Realtime Compute for Apache Flink uses Flink SQL and user-defined functions (UDFs) to provide services. It provides an end-to-end development tool for data warehousing developers and data analysts to perform streaming data analysis, statistics, and processing. You can write Flink SQL to analyze streaming data without the need to be involved in the development of the underlying code.

Terms

Term Description
compute cluster A compute cluster is a distributed cluster system that hosts computing tasks of Realtime Compute for Apache Flink and runs on YARN. Realtime Compute for Apache Flink has two modes: exclusive mode and shared mode. For more information, see Overview.
web console Realtime Compute for Apache Flink provides a complete set of integrated development platform (IDE) tools to implement end-to-end data storage, data development, data administration, monitoring, and alerting functions to help you develop your business.
project In Realtime Compute for Apache Flink, a project is a basic unit used to manage clusters, jobs, resources, and users. You can join existing projects as a RAM user or create projects.

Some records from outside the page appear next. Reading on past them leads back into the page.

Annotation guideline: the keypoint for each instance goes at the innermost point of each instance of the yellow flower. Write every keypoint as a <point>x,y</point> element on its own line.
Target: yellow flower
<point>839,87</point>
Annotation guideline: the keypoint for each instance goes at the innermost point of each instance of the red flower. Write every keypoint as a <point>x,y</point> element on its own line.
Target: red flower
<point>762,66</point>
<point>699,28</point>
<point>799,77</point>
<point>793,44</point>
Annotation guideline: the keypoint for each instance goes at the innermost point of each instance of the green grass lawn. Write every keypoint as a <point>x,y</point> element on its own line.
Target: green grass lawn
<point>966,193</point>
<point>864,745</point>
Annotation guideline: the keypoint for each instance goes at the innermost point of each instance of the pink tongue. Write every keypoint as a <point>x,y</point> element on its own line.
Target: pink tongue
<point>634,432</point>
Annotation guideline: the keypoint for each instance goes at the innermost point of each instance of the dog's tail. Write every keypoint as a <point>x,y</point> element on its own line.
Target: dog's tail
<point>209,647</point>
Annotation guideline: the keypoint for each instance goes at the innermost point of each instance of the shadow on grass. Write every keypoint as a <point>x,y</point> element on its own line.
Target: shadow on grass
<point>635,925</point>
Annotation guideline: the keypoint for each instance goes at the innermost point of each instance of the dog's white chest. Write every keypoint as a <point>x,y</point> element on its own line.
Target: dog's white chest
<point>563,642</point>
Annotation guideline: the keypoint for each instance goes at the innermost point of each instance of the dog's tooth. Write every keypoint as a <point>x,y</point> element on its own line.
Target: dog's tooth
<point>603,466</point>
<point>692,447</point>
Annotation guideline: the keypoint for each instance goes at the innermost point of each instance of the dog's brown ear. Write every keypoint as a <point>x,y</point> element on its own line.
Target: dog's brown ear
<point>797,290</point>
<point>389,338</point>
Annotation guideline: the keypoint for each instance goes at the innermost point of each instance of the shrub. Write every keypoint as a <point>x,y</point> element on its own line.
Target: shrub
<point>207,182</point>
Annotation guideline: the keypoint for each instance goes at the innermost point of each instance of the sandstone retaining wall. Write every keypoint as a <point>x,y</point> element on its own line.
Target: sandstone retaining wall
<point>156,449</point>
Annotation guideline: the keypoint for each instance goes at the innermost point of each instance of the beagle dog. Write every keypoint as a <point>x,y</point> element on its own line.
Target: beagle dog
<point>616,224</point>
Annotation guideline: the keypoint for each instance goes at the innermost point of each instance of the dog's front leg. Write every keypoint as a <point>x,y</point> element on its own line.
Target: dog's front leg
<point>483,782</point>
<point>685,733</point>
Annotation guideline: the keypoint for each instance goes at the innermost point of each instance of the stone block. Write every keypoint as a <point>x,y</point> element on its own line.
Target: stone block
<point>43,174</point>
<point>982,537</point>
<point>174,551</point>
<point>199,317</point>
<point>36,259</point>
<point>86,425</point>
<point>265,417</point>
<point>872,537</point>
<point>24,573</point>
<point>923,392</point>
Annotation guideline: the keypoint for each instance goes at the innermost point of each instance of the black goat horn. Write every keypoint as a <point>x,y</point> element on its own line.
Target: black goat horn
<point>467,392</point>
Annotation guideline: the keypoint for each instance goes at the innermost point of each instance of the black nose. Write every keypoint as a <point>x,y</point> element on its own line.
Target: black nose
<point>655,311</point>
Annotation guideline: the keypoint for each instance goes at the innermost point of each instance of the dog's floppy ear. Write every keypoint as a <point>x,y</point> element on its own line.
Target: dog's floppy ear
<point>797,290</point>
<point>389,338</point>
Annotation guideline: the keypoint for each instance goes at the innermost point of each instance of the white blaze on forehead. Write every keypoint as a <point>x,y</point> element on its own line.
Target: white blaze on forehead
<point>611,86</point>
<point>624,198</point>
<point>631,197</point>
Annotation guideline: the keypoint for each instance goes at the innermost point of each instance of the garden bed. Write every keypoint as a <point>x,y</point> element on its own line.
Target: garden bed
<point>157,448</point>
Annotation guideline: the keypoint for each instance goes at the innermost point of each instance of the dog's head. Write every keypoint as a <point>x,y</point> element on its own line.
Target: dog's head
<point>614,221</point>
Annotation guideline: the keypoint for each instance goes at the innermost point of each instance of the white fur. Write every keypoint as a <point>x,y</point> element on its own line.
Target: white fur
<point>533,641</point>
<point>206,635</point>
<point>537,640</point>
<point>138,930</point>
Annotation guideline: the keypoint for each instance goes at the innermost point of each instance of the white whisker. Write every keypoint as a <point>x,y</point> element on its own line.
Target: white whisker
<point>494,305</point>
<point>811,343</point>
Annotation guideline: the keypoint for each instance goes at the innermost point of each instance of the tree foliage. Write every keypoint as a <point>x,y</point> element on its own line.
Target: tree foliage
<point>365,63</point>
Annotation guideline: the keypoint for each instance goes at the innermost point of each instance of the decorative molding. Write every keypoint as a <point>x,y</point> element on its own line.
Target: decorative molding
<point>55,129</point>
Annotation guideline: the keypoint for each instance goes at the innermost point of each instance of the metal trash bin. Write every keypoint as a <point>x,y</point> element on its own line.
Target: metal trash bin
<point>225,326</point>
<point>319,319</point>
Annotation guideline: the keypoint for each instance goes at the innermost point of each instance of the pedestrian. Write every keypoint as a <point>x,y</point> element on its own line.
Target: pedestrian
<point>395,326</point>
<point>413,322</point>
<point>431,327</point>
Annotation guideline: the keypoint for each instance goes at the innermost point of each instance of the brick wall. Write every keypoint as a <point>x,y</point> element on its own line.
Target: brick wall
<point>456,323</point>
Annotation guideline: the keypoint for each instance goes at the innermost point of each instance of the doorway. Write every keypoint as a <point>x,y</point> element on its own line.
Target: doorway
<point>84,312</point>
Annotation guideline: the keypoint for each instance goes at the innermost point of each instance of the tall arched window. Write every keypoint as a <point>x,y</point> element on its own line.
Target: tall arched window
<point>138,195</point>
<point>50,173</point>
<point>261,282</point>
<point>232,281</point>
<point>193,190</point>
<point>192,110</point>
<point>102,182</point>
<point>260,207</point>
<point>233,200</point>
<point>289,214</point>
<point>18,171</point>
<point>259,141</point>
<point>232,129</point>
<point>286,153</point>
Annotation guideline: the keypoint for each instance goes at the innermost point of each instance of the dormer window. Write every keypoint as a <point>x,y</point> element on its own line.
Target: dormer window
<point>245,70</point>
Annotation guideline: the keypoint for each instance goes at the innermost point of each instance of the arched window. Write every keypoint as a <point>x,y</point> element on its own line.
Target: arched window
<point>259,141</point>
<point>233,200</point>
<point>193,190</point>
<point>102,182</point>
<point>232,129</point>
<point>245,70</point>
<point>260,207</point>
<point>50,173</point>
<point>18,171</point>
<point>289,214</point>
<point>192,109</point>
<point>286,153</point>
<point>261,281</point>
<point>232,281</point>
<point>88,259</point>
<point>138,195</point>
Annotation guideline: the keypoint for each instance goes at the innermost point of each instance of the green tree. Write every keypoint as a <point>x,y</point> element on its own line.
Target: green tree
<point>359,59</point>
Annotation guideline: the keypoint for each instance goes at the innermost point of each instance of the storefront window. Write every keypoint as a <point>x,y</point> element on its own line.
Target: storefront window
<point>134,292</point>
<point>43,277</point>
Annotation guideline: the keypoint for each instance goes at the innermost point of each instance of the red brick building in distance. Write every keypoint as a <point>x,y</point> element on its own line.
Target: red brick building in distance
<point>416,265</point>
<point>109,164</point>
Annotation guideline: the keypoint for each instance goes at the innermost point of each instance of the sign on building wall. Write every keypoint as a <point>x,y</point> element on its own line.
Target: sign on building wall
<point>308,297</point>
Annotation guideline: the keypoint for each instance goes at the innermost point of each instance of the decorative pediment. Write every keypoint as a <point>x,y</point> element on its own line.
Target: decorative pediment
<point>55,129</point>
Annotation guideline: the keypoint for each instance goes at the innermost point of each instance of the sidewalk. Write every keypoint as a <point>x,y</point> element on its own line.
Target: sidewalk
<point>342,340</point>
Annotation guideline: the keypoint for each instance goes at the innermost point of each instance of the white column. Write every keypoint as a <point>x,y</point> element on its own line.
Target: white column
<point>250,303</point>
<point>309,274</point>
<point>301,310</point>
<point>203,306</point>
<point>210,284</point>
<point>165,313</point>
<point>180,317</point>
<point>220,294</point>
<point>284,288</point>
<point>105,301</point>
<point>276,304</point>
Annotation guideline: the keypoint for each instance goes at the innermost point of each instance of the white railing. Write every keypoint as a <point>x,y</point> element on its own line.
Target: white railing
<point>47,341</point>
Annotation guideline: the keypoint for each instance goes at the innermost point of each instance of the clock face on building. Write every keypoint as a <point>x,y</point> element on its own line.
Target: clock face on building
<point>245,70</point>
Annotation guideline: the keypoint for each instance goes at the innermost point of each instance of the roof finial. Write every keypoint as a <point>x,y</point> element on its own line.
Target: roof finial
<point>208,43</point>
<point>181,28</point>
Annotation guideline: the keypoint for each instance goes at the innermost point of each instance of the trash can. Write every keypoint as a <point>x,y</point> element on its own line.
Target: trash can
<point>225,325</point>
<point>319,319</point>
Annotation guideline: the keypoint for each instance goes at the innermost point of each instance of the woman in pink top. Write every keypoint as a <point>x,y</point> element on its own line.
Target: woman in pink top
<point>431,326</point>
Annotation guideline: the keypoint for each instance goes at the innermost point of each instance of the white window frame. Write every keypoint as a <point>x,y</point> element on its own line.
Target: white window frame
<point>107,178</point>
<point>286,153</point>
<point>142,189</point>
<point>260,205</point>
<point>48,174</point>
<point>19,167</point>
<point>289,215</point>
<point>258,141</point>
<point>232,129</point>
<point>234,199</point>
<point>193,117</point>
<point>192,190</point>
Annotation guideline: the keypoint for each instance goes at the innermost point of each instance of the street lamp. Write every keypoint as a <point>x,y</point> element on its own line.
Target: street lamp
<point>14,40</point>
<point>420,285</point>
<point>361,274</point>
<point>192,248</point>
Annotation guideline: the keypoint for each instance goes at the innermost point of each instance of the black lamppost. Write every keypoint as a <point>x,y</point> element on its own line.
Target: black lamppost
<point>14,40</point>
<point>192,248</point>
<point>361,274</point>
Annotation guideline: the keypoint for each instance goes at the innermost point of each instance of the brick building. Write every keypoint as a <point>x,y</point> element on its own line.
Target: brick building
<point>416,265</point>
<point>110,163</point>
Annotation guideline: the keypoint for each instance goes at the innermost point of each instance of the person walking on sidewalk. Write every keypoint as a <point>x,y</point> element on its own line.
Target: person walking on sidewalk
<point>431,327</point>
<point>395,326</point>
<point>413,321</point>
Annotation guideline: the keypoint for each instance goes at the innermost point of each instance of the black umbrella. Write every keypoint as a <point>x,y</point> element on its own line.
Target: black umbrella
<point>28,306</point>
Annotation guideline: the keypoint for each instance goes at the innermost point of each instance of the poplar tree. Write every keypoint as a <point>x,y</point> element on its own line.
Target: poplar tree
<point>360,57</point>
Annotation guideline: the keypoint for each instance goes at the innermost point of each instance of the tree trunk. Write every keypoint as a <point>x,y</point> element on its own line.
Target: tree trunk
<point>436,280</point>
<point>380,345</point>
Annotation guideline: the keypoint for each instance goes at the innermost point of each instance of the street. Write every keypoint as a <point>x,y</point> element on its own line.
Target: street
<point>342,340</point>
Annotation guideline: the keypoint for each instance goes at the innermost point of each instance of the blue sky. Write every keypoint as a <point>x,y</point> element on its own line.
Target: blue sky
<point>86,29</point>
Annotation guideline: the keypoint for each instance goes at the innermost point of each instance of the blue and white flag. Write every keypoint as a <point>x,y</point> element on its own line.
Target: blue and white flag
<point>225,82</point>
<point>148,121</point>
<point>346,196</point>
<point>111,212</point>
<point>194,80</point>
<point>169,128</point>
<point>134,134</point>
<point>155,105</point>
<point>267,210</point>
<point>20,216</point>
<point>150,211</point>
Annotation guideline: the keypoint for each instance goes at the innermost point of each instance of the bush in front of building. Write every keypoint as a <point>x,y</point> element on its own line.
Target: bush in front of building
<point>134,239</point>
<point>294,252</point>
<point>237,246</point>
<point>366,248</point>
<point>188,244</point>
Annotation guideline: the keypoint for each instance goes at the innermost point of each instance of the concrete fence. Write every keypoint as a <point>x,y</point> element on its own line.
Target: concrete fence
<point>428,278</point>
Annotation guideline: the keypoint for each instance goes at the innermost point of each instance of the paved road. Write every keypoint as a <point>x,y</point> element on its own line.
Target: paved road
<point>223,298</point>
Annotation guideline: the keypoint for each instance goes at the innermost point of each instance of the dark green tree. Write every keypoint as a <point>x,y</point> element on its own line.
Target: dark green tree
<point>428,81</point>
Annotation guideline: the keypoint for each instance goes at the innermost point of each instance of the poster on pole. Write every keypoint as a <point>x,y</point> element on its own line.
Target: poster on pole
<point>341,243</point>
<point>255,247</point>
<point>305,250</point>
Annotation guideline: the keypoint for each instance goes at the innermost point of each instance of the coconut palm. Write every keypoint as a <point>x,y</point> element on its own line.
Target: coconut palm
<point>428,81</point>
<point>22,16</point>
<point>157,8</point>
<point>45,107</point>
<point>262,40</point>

Note Projects of Realtime Compute for Apache Flink allow concurrent operations by multiple RAM users.
CU In Realtime Compute for Apache Flink, a CU is a basic unit of jobs, with specified CPU cores, memory, and I/O capabilities. A job of Realtime Compute for Apache Flink can use one or more CUs.
One CU represents 1 CPU core and 4 GB memory. The processing capability of one CU depends on the complexity of business operations:
  • For simple operations such as single-stream filtering and string conversion, one CU can process 10,000 data records per second.
  • For complex operations such as operations that use a JOIN clause, GROUP BY clause, or window function, one CU can process 1,000 to 5,000 data records per second.
Note The specific processing capability of CUs in Realtime Compute for Apache Flink depends on your business.